Surprisingly, the silencing of two of these MMPs (mmp1, a zinc-dependent proteinase and mt-mmpA, a membrane-anchored proteinase) results in very severe (leading to lethality) phenotypes affecting normal homeostasis in intact planarians, but without apparently impairing regeneration in a significant way. This is true especially for mmp-1, whereas the knockdown of mt-mmpA delays the normal growth and differentiation of the blastema. The silencing of mmp-1 in non-regenerating animals results in tissue disorganization, breaking of the basal lamina and multilayered epidermis. At the cellular level, and compared to controls, the number of proliferating neoblasts appear to increase at 2-3 days of RNAI but then it goes down to the same level as in controls, whereas there is an increase in the expression of post-mitotic markers. On the other hand there is a significant decrease in apoptotic cell death which the authors interpret as mmp-1 being a positive regulator of apoptosis in planarians. In the case of mt-mmpA its silencing in intact non-regenerating animals also leads them to die. However, here, neoblast proliferation is not affected at any time-point, the expression of post-mitotic markers is reduced and authophagy is significantly increased.
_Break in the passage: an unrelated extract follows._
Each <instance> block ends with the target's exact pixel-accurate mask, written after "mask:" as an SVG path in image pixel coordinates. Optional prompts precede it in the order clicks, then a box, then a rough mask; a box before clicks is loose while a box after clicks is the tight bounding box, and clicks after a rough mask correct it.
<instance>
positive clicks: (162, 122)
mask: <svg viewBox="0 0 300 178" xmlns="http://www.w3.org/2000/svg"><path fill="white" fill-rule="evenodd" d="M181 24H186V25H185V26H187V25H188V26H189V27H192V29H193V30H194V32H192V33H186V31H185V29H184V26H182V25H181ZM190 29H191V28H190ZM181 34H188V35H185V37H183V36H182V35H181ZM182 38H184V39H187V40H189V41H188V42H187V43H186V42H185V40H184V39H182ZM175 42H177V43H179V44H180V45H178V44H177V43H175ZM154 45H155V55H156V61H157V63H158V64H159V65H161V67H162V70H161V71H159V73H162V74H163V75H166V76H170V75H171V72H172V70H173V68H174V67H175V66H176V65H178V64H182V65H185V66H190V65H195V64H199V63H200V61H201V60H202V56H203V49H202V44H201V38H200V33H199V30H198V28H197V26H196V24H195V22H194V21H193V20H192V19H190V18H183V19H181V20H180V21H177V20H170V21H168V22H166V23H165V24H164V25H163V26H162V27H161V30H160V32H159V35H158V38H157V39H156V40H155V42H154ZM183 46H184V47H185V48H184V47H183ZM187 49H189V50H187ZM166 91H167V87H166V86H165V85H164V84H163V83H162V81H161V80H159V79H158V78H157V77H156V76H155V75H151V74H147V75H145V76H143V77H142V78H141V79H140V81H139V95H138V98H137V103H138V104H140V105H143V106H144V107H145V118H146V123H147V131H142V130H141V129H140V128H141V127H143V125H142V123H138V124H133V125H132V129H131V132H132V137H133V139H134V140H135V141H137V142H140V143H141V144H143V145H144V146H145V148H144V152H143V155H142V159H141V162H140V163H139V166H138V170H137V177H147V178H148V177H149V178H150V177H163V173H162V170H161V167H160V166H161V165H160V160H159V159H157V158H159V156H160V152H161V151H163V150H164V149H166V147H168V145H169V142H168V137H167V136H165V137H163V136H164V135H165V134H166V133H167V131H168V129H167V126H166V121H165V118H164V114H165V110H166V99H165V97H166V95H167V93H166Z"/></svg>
From BrdU labeling the authors conclude that mt-mmpA may mediate cell migration during homeostasis.

Further experiments are required to better characterize how the silencing of these MMPs alters the ECM as well as any ECM-cell interaction to explain the severe phenotypes observed. It will be also important to determine which cell types (neoblasts or differentiated cells or both) are involved and why these defects do not appear during regeneration. Still, this work may represent a stimulating starting point to characterize the function of ECM during planarian regeneration and homeostasis.